8. La prophétie de Skymoon

Après avoir séché mes larmes, nous nous sommes rendus à la bibliothèque. Julien a décidé de clore la séance métamorphose pour aujourd'hui, ce dont je lui suis très reconnaissante.

Durant tout le trajet, je me suis retenue de leur demander s'ils allaient enfin me parler de la prophétie, qui me cause tant de questions.

— Adrian, va chercher le livre, dit Julien.

Le prince s'exécute sans demander plus de précisions. Je me demande quel genre d'ouvrage est-ce pour qu'ils n'aient même pas besoin de donner d'indications.

Julien se tourne vers moi, et face à ma mine perdue, soupire avec compassion.

— Je n'imagine même pas combien cela doit être dur pour toi de ne pas comprendre...

— Non, vous n'imaginez pas.

Je le laisse planté là, ignorant la boule qui se coince dans mon ventre. J'ai besoin de réponses, et vite. Je rattrape Adrian, qui slalome à la recherche d'un rayon précis. Il y en tellement ! Comment fait-il pour se repérer ?

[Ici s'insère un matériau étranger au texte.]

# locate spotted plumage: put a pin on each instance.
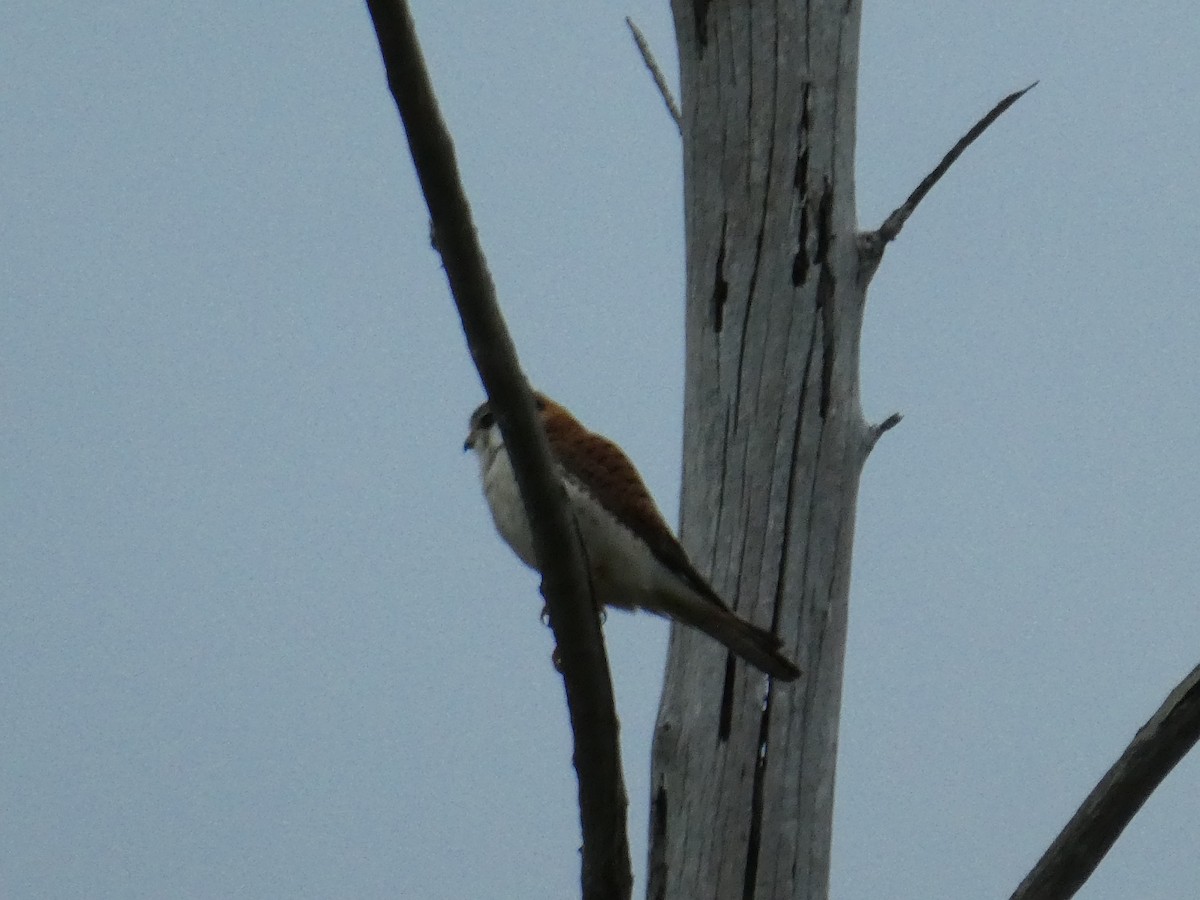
(635, 561)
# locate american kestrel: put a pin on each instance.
(635, 561)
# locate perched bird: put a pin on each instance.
(634, 558)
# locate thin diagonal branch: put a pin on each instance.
(892, 226)
(573, 616)
(877, 431)
(1156, 749)
(652, 64)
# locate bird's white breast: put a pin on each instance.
(623, 568)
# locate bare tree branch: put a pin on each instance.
(652, 64)
(1093, 829)
(871, 243)
(877, 431)
(603, 802)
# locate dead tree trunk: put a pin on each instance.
(743, 772)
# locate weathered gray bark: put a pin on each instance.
(743, 774)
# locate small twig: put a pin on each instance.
(652, 64)
(589, 699)
(879, 431)
(1161, 743)
(892, 226)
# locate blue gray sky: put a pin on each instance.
(257, 635)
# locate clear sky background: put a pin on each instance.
(257, 635)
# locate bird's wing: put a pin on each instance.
(603, 467)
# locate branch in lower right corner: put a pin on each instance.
(1156, 749)
(892, 226)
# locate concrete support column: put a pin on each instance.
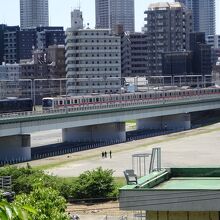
(15, 148)
(94, 133)
(170, 122)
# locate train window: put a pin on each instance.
(47, 103)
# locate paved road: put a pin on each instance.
(198, 148)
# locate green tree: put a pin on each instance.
(9, 211)
(25, 179)
(47, 202)
(97, 183)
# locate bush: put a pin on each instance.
(47, 202)
(97, 183)
(24, 179)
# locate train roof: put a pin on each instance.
(14, 99)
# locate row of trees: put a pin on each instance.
(43, 197)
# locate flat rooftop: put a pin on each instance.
(180, 178)
(190, 183)
(174, 189)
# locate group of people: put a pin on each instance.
(73, 217)
(105, 154)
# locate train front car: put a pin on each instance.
(48, 104)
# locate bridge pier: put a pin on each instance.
(15, 148)
(170, 122)
(94, 133)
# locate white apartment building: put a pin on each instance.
(213, 41)
(9, 84)
(93, 59)
(34, 13)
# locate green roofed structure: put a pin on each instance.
(175, 194)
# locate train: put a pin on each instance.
(49, 103)
(13, 104)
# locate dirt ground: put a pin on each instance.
(194, 148)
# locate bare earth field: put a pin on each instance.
(195, 148)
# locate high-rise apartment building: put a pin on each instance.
(34, 13)
(93, 59)
(110, 13)
(168, 27)
(203, 15)
(134, 54)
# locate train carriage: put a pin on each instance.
(111, 100)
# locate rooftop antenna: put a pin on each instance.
(79, 4)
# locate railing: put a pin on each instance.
(117, 105)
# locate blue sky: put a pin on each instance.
(60, 12)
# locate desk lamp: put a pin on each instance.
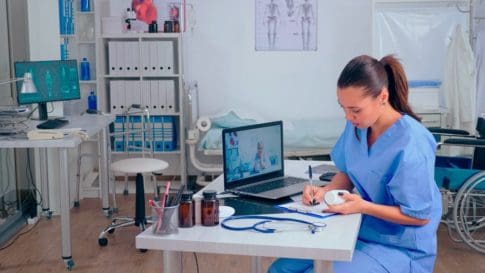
(28, 86)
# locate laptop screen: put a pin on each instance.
(252, 153)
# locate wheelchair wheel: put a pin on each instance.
(469, 212)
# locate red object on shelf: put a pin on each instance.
(145, 10)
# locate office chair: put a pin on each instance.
(137, 135)
(462, 185)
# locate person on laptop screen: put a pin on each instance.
(261, 161)
(388, 157)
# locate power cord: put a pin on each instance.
(18, 236)
(196, 262)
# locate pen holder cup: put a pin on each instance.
(166, 221)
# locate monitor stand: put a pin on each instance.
(42, 108)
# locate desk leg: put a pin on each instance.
(320, 266)
(40, 155)
(103, 170)
(172, 261)
(255, 264)
(64, 208)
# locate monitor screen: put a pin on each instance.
(254, 150)
(55, 80)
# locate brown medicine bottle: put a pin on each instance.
(209, 207)
(186, 210)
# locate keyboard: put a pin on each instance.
(52, 124)
(271, 185)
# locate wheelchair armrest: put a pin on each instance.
(474, 142)
(450, 132)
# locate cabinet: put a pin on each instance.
(77, 28)
(145, 69)
(432, 118)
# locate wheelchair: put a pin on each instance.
(462, 184)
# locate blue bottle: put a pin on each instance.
(85, 73)
(92, 105)
(85, 5)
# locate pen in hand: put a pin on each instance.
(313, 202)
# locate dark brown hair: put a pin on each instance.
(372, 75)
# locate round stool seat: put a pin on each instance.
(139, 165)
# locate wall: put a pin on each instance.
(219, 53)
(5, 93)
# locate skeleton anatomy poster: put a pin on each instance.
(286, 25)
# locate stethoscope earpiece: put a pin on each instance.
(260, 225)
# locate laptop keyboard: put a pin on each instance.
(271, 185)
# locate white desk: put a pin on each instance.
(92, 124)
(335, 243)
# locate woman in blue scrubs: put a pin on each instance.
(386, 157)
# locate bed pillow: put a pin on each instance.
(230, 120)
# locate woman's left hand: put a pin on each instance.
(353, 204)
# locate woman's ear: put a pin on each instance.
(384, 95)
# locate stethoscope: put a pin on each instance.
(259, 226)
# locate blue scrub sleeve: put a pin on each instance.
(338, 151)
(412, 185)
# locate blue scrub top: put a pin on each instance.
(397, 170)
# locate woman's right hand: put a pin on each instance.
(312, 193)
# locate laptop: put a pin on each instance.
(254, 164)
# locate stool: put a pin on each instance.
(137, 166)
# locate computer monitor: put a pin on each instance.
(56, 80)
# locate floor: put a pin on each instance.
(38, 249)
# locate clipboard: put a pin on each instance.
(299, 207)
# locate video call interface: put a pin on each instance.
(252, 152)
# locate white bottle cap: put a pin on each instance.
(334, 197)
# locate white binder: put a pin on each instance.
(145, 64)
(132, 59)
(168, 59)
(117, 97)
(154, 98)
(162, 97)
(154, 59)
(145, 95)
(112, 58)
(132, 93)
(120, 59)
(170, 96)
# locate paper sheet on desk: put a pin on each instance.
(299, 207)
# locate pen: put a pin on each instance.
(310, 177)
(310, 213)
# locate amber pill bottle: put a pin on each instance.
(186, 210)
(209, 208)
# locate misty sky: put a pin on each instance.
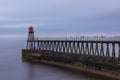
(58, 17)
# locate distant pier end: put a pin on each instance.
(99, 56)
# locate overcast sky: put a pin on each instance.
(59, 17)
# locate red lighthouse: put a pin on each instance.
(31, 34)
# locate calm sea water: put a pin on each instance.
(12, 67)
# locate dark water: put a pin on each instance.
(12, 67)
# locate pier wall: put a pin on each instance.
(44, 57)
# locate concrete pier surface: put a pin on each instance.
(37, 56)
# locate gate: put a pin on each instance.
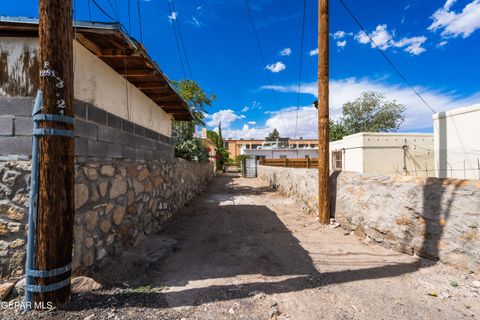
(249, 168)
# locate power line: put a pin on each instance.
(301, 64)
(103, 11)
(89, 11)
(257, 39)
(385, 55)
(172, 17)
(182, 43)
(140, 20)
(115, 12)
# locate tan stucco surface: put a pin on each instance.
(100, 85)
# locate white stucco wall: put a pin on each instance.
(352, 156)
(94, 82)
(457, 143)
(383, 153)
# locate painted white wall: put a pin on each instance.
(352, 156)
(384, 153)
(95, 82)
(100, 85)
(457, 143)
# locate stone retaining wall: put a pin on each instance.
(117, 203)
(430, 217)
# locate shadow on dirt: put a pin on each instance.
(214, 241)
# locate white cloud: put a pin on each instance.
(313, 52)
(417, 113)
(412, 45)
(385, 39)
(276, 67)
(195, 22)
(286, 52)
(284, 121)
(455, 24)
(226, 117)
(342, 44)
(173, 16)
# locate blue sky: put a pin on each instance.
(436, 45)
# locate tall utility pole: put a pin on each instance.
(54, 219)
(323, 118)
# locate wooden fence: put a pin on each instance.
(291, 163)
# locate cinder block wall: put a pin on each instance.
(430, 217)
(127, 184)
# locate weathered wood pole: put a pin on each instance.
(55, 215)
(323, 118)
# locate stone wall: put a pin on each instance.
(117, 203)
(430, 217)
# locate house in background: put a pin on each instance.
(457, 143)
(390, 154)
(128, 183)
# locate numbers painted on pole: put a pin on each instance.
(47, 72)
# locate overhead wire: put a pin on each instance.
(300, 64)
(262, 55)
(182, 43)
(389, 61)
(103, 11)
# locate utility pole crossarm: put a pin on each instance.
(323, 114)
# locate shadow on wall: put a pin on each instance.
(424, 235)
(248, 240)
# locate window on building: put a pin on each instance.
(337, 163)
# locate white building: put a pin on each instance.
(281, 153)
(457, 143)
(385, 153)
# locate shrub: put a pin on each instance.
(192, 150)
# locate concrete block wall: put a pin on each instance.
(438, 219)
(97, 133)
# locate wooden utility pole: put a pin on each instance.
(54, 238)
(323, 118)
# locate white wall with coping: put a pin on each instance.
(94, 82)
(277, 153)
(457, 143)
(383, 153)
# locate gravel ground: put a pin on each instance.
(242, 251)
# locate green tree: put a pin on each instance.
(197, 101)
(371, 112)
(212, 136)
(220, 138)
(273, 136)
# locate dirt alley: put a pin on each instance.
(242, 251)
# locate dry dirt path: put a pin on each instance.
(242, 251)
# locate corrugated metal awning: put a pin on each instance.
(122, 53)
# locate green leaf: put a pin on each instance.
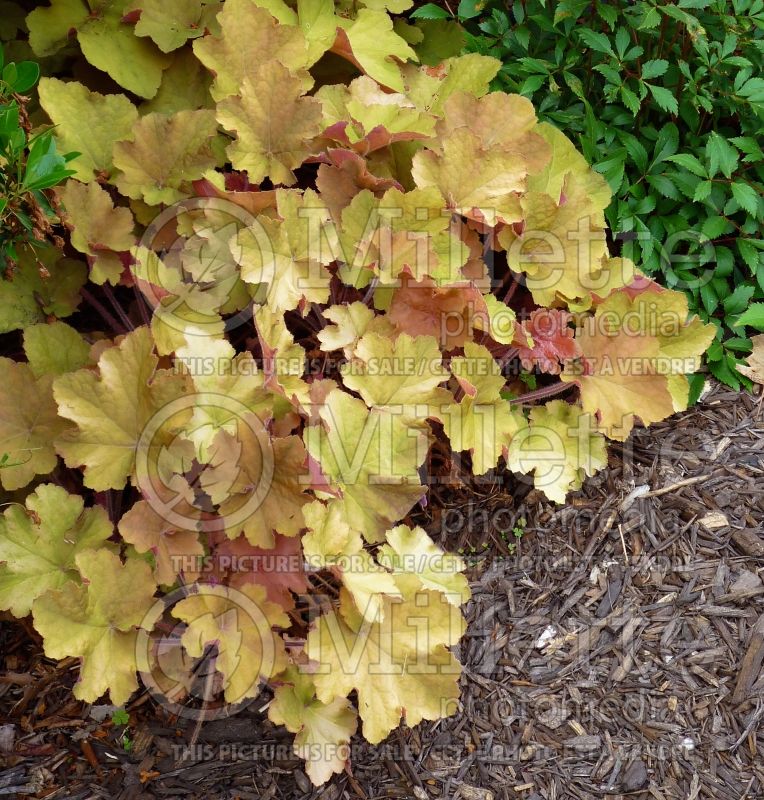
(596, 41)
(27, 75)
(710, 298)
(468, 9)
(746, 197)
(636, 151)
(749, 253)
(738, 300)
(654, 68)
(753, 317)
(622, 40)
(664, 185)
(651, 19)
(45, 167)
(667, 143)
(702, 191)
(749, 146)
(713, 227)
(664, 98)
(720, 155)
(697, 384)
(689, 162)
(753, 90)
(630, 100)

Il s'engouffre dans l'un d'eux, m'ignorant. Je trottine pour me retrouver à sa hauteur, émerveillée par ses colonnes qui montent jusqu'au plafond, tellement haut qu'il faut plusieurs échelles pour atteindre les ouvrages les plus élevés. J'ai l'impression d'être dans un rêve, où les proportions sont démesurées, alors que je suis parfaitement éveillée.

Il commence à grimper sur une échelle, très sûr de sa direction. Je devine que ce n'est pas la première fois qu'il consulte ce livre pour qu'il en connaisse l'emplacement exact, et je commence à sérieusement me demander pourquoi m'ont-ils caché cette fameuse prophétie.

Il extirpe un ouvrage très épais, avec une reliure tellement ancienne qu'elle semble pouvoir tomber à tout instant. Il est entièrement noir, sans bordures, sans écritures, et...

— Skymoon !

Le prince me regarde, surpris. Je comprends que c'est moi qui ai crié ce mot sans m'en rendre compte. Qu'est-ce qui m'arrive ? Comme s'il était sorti tout seul, arrivé de nulle part, à la vue de cet étrange livre.

— Euh...

— Pourquoi as-tu dit ça ?

— Je... je ne sais pas, je n'ai pas fait exprès.

— Pas fait exprès ?

Le prince me regarde comme si j'étais folle. C'est sûrement le cas d'ailleurs, vu toutes les absurdités qui m'arrivent : c'est la seule explication plausible.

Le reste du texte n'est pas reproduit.